The best performing estimator is now evaluated on the test set and its predictions are shown alongside the generating data.

[8]:
# Get the best estimator
best_estimator = grid_search.best_estimator_

# Score the best estimator on the test set
test_score = best_estimator.score(x_test.reshape(-1, 1), y_test)
print(f"Test Score: {test_score}")

# Make predictions on the test set
y_pred = best_estimator.predict(x_test.reshape(-1, 1))

# Plot the predictions and ground truth
plt.figure(figsize=(10, 5))
plt.plot(x, y, label="Ground Truth")
plt.scatter(x_test, y_pred, c="red", label="Predictions")
plt.xlabel("X")
plt.ylabel("Y")
plt.title("Predictions vs Ground Truth")
plt.legend()
plt.show()
Test Score: 0.999999978217105
../_images/examples_example_kernel_grid_search_16_1.png

Note that in the above evaluation, the QSVR did not perform quite as good as the QGPR. The QSVR is, as its classical counterpart, sensitive to additional hyperparameters which have not been varied during the grid search. We now include the classical regularization parameter C and the slack variable epsilon as additional parameters in the search. This also demonstrates that parameters of the quantum kernel and parameters of the classical algorithm can be treated equally during the search.

[9]:
QSVR(quantum_kernel=fidelity_kernel)

estimator_params = encoding_circuit_params.copy()
estimator_params["estimator"] = [QSVR(quantum_kernel=fidelity_kernel)]
estimator_params["estimator__C"] = [1e0, 1e1, 1e2]
estimator_params["estimator__epsilon"] = [1e-4, 1e-3, 1e-2]
param_grid = estimator_params

grid_search = GridSearchCV(pipeline, param_grid, scoring="neg_mean_squared_error")
grid_search.fit(x_train.reshape(-1, 1), y_train)

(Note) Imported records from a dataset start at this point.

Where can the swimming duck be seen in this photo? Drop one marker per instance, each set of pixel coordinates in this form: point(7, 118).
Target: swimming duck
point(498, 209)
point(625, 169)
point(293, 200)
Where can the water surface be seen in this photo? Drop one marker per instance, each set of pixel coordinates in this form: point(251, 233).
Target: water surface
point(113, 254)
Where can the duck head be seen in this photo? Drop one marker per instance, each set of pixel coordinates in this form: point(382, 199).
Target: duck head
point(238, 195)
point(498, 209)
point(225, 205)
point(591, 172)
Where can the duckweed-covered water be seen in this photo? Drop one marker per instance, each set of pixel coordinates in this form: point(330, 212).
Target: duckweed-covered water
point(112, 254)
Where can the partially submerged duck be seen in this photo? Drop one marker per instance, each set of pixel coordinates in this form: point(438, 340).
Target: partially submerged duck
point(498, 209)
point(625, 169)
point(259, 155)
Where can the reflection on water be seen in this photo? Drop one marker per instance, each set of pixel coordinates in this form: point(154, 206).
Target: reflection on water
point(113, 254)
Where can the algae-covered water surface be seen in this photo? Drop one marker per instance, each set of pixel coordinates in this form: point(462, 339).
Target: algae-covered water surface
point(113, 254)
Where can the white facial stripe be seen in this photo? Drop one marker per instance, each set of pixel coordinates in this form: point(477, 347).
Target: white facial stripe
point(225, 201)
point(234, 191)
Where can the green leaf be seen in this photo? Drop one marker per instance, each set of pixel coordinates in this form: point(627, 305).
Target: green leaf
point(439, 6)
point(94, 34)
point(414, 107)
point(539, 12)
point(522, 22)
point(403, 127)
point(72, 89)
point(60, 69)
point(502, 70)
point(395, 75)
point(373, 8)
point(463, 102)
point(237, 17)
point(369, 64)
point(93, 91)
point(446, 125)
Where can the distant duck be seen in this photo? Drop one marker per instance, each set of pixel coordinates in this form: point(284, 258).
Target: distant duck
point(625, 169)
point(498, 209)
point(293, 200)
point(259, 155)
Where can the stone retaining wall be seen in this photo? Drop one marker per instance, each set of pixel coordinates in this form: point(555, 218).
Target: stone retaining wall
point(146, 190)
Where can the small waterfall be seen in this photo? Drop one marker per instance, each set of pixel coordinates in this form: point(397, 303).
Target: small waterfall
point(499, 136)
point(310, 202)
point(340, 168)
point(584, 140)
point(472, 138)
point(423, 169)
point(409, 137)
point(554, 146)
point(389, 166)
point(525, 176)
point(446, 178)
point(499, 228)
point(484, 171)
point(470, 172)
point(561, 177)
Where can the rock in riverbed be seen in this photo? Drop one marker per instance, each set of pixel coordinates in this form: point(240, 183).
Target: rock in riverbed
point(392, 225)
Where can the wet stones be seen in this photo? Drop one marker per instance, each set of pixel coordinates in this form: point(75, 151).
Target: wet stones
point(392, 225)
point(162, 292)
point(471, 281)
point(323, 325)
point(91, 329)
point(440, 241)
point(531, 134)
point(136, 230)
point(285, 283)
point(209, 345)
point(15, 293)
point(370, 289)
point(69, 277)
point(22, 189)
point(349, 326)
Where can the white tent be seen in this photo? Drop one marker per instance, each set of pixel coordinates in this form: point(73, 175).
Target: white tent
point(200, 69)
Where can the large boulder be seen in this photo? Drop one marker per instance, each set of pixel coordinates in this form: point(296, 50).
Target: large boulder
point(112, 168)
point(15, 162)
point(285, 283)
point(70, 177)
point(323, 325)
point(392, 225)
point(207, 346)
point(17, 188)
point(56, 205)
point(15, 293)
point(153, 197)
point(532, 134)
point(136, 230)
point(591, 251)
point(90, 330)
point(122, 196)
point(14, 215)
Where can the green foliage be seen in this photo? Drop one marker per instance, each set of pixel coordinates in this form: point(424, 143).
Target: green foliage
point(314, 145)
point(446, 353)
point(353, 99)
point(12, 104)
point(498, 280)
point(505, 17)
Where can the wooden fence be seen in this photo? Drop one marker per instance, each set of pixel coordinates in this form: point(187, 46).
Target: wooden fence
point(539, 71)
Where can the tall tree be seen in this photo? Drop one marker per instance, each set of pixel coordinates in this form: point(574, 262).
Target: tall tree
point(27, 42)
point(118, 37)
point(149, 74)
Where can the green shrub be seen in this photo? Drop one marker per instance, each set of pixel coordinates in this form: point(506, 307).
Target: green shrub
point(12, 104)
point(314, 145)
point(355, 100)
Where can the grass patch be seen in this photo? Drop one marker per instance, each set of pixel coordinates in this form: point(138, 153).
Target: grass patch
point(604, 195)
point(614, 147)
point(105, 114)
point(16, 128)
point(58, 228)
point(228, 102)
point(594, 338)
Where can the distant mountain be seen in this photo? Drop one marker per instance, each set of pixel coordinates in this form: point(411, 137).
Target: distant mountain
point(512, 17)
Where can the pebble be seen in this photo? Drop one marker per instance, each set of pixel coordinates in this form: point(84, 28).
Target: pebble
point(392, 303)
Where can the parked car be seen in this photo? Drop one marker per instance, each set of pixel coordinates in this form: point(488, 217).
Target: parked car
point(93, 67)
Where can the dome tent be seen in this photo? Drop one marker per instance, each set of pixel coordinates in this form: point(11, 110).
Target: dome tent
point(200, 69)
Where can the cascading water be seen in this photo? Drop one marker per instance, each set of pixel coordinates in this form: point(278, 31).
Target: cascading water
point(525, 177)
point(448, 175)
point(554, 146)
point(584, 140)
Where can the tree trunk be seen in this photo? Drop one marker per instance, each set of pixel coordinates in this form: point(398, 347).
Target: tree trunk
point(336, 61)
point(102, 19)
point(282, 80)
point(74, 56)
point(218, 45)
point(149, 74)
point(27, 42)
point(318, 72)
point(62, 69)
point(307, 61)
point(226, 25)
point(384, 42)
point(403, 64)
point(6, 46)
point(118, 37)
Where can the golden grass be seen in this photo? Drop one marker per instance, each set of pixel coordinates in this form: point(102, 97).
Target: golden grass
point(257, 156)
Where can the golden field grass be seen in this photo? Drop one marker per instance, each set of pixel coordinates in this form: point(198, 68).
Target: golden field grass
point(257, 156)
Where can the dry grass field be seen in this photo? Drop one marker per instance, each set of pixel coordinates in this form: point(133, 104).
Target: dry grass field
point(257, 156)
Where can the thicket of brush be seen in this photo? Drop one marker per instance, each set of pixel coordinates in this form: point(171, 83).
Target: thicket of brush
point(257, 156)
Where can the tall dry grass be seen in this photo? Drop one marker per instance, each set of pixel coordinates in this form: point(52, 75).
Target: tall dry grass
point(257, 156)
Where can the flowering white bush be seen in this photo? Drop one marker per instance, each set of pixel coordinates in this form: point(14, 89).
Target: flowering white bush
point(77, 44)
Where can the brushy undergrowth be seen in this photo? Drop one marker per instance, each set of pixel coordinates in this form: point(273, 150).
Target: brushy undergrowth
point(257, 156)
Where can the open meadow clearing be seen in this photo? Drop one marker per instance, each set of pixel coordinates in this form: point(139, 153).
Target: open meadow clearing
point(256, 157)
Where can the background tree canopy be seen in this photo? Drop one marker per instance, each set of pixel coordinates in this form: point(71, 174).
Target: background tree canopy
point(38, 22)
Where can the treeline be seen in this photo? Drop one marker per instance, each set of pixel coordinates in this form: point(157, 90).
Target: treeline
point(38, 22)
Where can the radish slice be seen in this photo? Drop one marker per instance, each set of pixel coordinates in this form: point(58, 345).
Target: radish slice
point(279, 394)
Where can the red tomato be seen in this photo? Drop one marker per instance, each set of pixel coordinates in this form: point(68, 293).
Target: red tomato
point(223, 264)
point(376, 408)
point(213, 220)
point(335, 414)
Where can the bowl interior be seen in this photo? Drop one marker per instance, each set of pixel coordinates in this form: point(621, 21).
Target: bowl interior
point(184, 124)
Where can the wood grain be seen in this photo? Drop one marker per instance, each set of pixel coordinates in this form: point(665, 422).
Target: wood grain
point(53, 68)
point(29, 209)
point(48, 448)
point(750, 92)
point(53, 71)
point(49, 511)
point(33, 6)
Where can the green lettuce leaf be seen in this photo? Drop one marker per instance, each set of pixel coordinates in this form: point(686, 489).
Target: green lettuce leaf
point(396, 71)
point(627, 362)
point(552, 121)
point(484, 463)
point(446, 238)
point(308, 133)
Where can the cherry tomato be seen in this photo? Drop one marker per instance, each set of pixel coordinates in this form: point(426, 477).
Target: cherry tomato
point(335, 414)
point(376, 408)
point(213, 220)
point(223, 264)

print(f"Best Score: {grid_search.best_score_}")
print(f"Best Estimator: {grid_search.best_estimator_}")
Best Score: -3.020475311434476e-05
Best Estimator: Pipeline(steps=[('scaler', StandardScaler()),
                ('estimator',
                 QSVR(C=100.0, cache_size=200, epsilon=0.0001, max_iter=-1,
                      quantum_kernel=<squlearn.kernel.matrix.fidelity_kernel.FidelityKernel object at 0x0000016F9C622EC0>,
                      shrinking=True, tol=0.001, verbose=False))])

With these more adequate classical hyperparameters, the QSVR performs similarly to the QGPR.